Lost Islamic History: Reclaiming Muslim Civilisation from the Past
- First edition
- Author: Firas Alkhateeb
- Language: English
- Genre: History
- Published: August 1, 2014
- Publisher: C. Hurst & Co.
- Publication place: United Kingdom
- ISBN: 1849043973
- OCLC: 870284870

= Lost Islamic History: Reclaiming Muslim Civilisation from the Past =

2014 Book by Firas Alkhateeb

Lost Islamic History: Reclaiming Muslim Civilisation from the Past is a book on Islamic history, written by American researcher and historian Firas Alkhateeb. It was first published in 2014 via Hurst Publishers in the United Kingdom. It has since been translated into Turkish, Bengali, Indonesian and Urdu.

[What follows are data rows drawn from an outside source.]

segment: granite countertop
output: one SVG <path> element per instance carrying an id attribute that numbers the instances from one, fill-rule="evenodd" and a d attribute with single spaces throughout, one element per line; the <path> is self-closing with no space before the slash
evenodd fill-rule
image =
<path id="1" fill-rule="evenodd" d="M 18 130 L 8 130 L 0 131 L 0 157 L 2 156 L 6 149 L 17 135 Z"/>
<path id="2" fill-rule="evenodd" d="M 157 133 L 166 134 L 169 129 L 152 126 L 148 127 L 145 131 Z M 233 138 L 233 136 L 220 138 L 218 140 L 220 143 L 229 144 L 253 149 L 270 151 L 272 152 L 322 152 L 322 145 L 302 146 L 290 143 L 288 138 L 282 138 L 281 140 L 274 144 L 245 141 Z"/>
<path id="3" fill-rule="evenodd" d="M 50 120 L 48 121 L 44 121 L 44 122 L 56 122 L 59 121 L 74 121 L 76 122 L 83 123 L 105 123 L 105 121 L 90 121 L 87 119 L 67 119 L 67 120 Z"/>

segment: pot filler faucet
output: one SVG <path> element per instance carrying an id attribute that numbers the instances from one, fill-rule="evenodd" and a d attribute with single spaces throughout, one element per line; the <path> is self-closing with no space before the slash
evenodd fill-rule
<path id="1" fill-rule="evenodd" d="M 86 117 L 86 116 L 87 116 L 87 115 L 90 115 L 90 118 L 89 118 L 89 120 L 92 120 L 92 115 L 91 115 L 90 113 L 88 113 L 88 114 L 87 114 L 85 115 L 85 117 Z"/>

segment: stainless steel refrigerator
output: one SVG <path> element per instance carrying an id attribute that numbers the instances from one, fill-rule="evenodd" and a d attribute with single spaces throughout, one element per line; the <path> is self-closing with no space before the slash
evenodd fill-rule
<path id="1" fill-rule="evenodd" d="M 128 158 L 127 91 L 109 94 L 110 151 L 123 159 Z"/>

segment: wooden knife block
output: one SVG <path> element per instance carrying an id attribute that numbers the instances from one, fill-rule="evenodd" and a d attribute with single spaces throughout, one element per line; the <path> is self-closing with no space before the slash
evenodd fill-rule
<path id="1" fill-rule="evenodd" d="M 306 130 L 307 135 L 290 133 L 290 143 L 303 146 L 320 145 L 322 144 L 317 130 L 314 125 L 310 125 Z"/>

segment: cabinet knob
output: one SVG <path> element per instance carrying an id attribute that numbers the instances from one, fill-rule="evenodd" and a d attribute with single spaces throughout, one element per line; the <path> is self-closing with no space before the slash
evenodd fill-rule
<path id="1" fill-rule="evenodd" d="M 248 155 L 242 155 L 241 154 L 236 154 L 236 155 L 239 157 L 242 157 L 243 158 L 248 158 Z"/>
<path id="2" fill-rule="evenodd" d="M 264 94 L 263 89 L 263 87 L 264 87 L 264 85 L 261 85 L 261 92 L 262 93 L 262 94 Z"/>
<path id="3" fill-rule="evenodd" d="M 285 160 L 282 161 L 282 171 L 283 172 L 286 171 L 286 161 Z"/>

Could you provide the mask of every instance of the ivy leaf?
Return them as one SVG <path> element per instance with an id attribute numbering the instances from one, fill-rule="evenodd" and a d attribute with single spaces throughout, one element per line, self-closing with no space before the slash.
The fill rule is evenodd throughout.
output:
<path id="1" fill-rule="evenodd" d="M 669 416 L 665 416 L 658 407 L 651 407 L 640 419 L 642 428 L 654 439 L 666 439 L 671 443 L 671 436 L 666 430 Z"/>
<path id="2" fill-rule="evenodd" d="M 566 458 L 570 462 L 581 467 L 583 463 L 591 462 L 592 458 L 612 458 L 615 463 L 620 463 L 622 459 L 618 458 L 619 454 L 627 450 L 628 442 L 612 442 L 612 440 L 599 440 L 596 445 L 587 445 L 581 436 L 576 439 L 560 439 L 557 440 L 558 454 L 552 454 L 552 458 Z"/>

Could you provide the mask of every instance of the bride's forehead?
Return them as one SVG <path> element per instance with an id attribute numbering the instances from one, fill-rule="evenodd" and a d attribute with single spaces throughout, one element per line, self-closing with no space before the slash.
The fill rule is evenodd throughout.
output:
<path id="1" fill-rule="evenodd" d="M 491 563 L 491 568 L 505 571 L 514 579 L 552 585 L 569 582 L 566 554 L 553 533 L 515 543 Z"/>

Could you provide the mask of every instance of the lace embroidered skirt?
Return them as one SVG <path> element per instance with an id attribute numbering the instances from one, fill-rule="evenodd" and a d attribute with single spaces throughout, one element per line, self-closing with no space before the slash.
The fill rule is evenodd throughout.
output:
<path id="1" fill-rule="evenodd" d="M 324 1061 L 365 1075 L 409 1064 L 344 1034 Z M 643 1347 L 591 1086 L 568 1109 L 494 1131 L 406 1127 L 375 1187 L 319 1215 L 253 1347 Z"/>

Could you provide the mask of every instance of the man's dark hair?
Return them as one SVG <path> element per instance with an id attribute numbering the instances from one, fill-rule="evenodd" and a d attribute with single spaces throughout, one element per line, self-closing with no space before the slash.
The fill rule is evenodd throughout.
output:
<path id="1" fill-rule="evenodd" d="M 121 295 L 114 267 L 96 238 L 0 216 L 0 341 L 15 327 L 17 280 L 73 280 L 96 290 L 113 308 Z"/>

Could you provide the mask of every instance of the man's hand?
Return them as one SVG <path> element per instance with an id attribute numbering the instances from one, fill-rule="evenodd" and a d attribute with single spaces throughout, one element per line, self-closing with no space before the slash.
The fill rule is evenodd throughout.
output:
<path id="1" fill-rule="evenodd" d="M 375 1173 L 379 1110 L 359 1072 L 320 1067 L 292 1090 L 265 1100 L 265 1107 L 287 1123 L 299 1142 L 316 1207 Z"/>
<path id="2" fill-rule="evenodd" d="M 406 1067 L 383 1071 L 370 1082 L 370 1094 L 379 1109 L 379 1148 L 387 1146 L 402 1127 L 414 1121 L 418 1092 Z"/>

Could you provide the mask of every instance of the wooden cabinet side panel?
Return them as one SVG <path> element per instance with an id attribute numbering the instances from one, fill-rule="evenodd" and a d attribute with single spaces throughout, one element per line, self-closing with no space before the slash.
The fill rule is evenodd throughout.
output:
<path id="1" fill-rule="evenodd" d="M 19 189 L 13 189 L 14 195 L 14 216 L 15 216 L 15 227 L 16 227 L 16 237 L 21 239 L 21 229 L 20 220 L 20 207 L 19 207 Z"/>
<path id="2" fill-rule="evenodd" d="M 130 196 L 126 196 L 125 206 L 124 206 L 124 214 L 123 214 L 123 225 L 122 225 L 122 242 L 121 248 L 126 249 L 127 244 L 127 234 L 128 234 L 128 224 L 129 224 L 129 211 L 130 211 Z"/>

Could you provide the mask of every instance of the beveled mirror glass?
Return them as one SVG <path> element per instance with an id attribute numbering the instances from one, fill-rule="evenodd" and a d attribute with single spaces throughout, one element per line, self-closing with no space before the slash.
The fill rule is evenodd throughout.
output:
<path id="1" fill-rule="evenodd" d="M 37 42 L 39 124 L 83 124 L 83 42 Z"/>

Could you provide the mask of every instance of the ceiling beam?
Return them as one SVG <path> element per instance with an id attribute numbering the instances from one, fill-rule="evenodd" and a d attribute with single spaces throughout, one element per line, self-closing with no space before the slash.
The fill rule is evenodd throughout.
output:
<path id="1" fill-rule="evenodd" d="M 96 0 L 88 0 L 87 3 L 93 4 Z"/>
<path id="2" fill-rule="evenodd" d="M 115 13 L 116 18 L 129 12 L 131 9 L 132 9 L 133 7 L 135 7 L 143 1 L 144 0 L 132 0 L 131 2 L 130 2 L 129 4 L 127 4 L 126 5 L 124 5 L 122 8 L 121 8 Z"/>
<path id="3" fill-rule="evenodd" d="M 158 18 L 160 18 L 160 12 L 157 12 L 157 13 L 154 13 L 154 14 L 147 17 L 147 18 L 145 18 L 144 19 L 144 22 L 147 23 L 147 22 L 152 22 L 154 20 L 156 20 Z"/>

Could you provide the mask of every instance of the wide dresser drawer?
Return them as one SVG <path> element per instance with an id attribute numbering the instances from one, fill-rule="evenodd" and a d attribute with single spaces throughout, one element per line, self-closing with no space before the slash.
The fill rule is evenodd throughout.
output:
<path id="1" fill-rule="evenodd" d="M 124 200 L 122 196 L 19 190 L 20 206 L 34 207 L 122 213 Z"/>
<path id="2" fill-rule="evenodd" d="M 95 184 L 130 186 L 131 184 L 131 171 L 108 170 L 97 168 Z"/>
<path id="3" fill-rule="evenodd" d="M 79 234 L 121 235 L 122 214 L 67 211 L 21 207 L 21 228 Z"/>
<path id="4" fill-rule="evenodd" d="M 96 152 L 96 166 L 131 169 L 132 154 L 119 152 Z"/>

Per the author, the book is intended to serve as a primer for readers unfamiliar with the subject of Islamic history.

== Synopsis ==
The book covers a brief overview of the history of Muslim Civilization, from the early days of Islamic Civilization to modern day.

== Release ==
Lost Islamic History: Reclaiming Muslim Civilisation from the Past was first published in the United Kingdom on 1 August 2014 through Hurst Publishers. A revised and expanded second edition was released on 15 November 2017, also via Hurst Publishers. This newer edition contained an additional chapter entitled "The Islamic Sciences", which covers aspects of Islamic sciences not covered in the 2014 release.

== Reception ==
The Prime Minister of Pakistan, Imran Khan, recommended the book via Twitter as a read for young people during the COVID-19 lockdowns, as he felt that it was "An excellent brief history of the driving force that made Islamic civilisation the greatest of its time and then the factors behind its decline." After this tweet Alkhateeb discovered that a fake version of his book containing inaccuracies and other misinformation was being digitally distributed on the Internet, prompting him to warn readers that the false version was "entirely inaccurate & Islamophobic".